The US equity market finished mixed on Friday amid renewed tensions between the US and China after Beijing announced plans to impose a new security legislation on Hong Kong. The Dow Jones Industrial Average fell 0.04%, the S&P 500 added 0.24%, while the Nasdaq Composite Index rose 0.42%. For the week, Dow added 3.3%, the S&P 500 rose by 3.2% and the Nasdaq Composite gained 3.4%.
Today in Asia, stocks saw mostly positive dynamics. Shares in Hong Kong extended losses initially but turned positive by the end of the session, adding 0.09% after the city was rocked by protests at the weekend. In Japan, Nikkei 225 ended 1.73% higher amid expectations of lifting a state of emergency in Tokyo. Despite the prevailing optimism in the markets, investors remain cautious after the US announced sanctions against a Chinese government institute and eight companies on Friday.
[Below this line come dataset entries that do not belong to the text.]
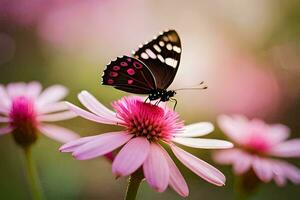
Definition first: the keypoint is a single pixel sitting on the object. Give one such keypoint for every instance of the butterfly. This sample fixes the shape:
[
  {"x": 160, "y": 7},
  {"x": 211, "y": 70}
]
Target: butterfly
[{"x": 150, "y": 70}]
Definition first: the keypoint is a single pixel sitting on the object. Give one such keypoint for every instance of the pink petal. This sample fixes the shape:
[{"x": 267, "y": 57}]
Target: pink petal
[
  {"x": 278, "y": 173},
  {"x": 5, "y": 99},
  {"x": 91, "y": 103},
  {"x": 291, "y": 172},
  {"x": 235, "y": 128},
  {"x": 196, "y": 130},
  {"x": 90, "y": 116},
  {"x": 51, "y": 94},
  {"x": 16, "y": 89},
  {"x": 203, "y": 143},
  {"x": 240, "y": 160},
  {"x": 278, "y": 133},
  {"x": 263, "y": 169},
  {"x": 4, "y": 110},
  {"x": 56, "y": 116},
  {"x": 131, "y": 156},
  {"x": 33, "y": 89},
  {"x": 5, "y": 130},
  {"x": 4, "y": 119},
  {"x": 58, "y": 133},
  {"x": 156, "y": 168},
  {"x": 104, "y": 144},
  {"x": 199, "y": 167},
  {"x": 290, "y": 148},
  {"x": 75, "y": 144},
  {"x": 176, "y": 181},
  {"x": 54, "y": 107}
]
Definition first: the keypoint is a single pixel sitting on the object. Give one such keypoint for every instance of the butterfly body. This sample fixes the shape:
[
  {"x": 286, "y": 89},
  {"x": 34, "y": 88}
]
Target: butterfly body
[
  {"x": 150, "y": 71},
  {"x": 161, "y": 94}
]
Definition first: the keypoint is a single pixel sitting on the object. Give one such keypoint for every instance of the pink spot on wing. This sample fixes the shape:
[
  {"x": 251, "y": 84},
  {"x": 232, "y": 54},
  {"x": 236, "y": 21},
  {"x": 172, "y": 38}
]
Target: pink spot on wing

In turn, China’s foreign minister said the US was pushing relations between the two to the brink of a new Cold War.
European stock markets opened higher on Monday as investors are looking to countries reopening from pandemic shutdowns. The Stoxx Europe 600 index rose 0.76% while the FTSE MIB Italy gained nearly 1%. Investors shrugged off the German data that confirmed a 2.2% slowdown in growth in the first quarter, pushing the economy into a recession, with DAX 30 adding 1.73%.
Elsewhere, major currency pairs are in a consolidative mode amid thinner trade conditions due to holidays in the U.K. and the U.S. EURUSD dipped to one-week lows around 1.0870 earlier in the day but bounced and turned flat around 1.09. a decisive break above this local resistance is necessary for the pair to extend the recovery. The euro met fresh buying interest after the data showed that German Business Climate improved to 79.5 and Business Expectations improved to 80.1 this month. Should markets retain the upbeat tone, the common currency may extend the pullback from the mentioned lows.